Why using Lambda Layers?
The benefits of AWS Lambda Layers should not be missed. With Lambda Layers you get the possibility to package code which can then be reused in different functions.
In big environments usually all Lambda Layers are located in one specific account and then shared via Layer Version Permissions to then get used by the necessary functions.
You can use Lambda layers either to write your own functions or to make entire packages available which are not covered by the Lambda runtimes. This blog article will provide you a solution on how you can upload Lambda layer packages with complex folder structures to a S3 Bucket. As you should always deploy your resources with Infrastructure as Code, a manual upload is not a satisfying solution here.
Deep-Dive into the Lambda Function
All steps are covered in one Lambda function. Depending on your favor, you can also split them up. In this example I will guide you through all steps being executed in one function.
Summary of the procedure
The base procedure is as follows:
The package is placed in our Customizations for Control Tower (CfCT) repository. A Lambda functions checks the path where the package is located, and recursively loop through all folder, sub folders and files.
The solution leverages the non-persistent storage provided by default in every Lambda function. The same folder and file structure then gets created in the local /tmp
directory.
After that the local directory gets zipped and uploaded to S3 where another automatism gets the Zip File to then add it to the Lambda layers.
This blog article should only focus on the upload part to S3. This part is quite tricky, because the folder structure is not clear and the automatism should stay dynamic enough to also be used for further packages which should get added as a layer with different folder structures.
Necessary environment variables
This example uses Bitbucket as a repository hosting service.

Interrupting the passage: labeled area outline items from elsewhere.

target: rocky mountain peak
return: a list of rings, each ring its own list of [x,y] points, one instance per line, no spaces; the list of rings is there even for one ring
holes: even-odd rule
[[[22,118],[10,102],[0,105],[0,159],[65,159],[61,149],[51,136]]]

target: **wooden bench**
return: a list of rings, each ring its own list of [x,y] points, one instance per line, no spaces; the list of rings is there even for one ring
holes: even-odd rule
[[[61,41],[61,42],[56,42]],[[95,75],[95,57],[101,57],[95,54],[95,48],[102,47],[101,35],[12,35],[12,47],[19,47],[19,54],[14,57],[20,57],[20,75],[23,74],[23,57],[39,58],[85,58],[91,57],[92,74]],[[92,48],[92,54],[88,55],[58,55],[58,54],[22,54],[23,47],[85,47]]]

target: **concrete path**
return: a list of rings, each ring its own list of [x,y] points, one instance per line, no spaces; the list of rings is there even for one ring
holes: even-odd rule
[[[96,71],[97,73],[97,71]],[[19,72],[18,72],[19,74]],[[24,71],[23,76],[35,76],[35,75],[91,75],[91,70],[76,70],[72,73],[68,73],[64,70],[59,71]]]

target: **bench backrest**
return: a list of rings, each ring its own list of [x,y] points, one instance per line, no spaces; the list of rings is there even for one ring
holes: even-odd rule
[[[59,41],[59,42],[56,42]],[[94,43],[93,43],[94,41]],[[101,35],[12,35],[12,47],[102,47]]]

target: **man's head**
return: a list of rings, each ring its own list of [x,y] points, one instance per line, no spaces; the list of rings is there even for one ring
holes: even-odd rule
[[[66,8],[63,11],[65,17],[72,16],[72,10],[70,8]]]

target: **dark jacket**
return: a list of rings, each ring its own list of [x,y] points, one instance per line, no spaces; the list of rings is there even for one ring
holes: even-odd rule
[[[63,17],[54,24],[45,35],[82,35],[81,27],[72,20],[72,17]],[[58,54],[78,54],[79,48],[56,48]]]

Prerequisites are a working CodeStar Connection between the CfCT pipeline including authentication to have the necessary access to the repository.
BITBUCKET_WORKSPACE_NAME = os.environ['WORKSPACE_NAME']
BITBUCKET_REPO_NAME = os.environ['REPOSITORY_NAME']
BITBUCKET_TOKEN_PARAMETER = os.environ['BITBUCKET_TOKEN_PARAMETER']
BITBUCKET_BRANCH_NAME = os.environ['BRANCH_NAME']
BUCKET_NAME = os.environ['BUCKET_NAME']
Corresponding environment variables should be set in the Lambda function which have all necessary Bitbucket information included like the Bitbucket workspace, the repository name, the token parameter and the branch name.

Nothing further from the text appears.